I looked at the HTML source code of one of the web pages linked from emails I received from a client's hacked email account, and the web page has an iframe with a link to a .php page. If anyone more familiar with website coding wants me to share some of the links, PM me and I will send them. I don't want to post live links to malicious web sites here in the public forums.

I've had a few clients who "are stranded in a foreign country" and need money. Most of those hacked accounts were due to them responding to a phishing email from "Yahoo".

[iladelf]

Computertech, I think you've hit the nail on the head. Believe both times my customer got infected, it was due to something what you mentioned in your post above.

[Nomad Computer Repair]

Interesting, I'm seeing a client today who uses Yahoo email and is having the same problem. I know they don't use wifi. I asked if I could contact recipients of the email in an attempt to get header information, but the client doesn't want to provide me with that information until I get there /shrug. Anyway, I will do a virus scan just in case, and reset the passwords, and check email settings once the system is clean. Also, I will do a little education about phishing.
Any other suggestions?

[coffee]

Quote:

Originally Posted by Nomad Computer Repair

Interesting, I'm seeing a client today who uses Yahoo email and is having the same problem. I know they don't use wifi. I asked if I could contact recipients of the email in an attempt to get header information, but the client doesn't want to provide me with that information until I get there /shrug. Anyway, I will do a virus scan just in case, and reset the passwords, and check email settings once the system is clean. Also, I will do a little education about phishing.
Any other suggestions?

I have family members with yahoo accounts that are sending me the "Work from Home" email. They are addressed in the subject line "Hi joseph". It only contains a link in the body of the email. If this is similar and your looking for headers I could send you one of many I have. I dont think there is any harm in sending headers. After all, Its just routing info.

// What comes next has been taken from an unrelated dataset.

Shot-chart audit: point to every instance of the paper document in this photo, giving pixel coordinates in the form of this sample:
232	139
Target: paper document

let me know and Ill PM you and post the headers in a PM.

My thoughts are that their computer is infected and sending these emails. Otherwise the only other way is through yahoo themselves being broken into. WHich, I have heard that they have been a few months back.

Best Regards,

coffee

[altrenda]

Quote:

Originally Posted by YeOldeStonecat

web mail based clients......plus sending spam to only people they have in their web based address book...spoofing not capable of that (getting inside their account to mine the addresses)

had several ATT/yahoo clients with this problem. a few had their passwords changed.

Also received emails from friends with the same problem.
ATT contracting its email several years back to Yahoo has had lots of problems.

Quote:

Originally Posted by coffee

......MS seems to point this out as they use linux servers for their hotmail.
coffee

I believe they changed to Windows server in 2005 or 2006.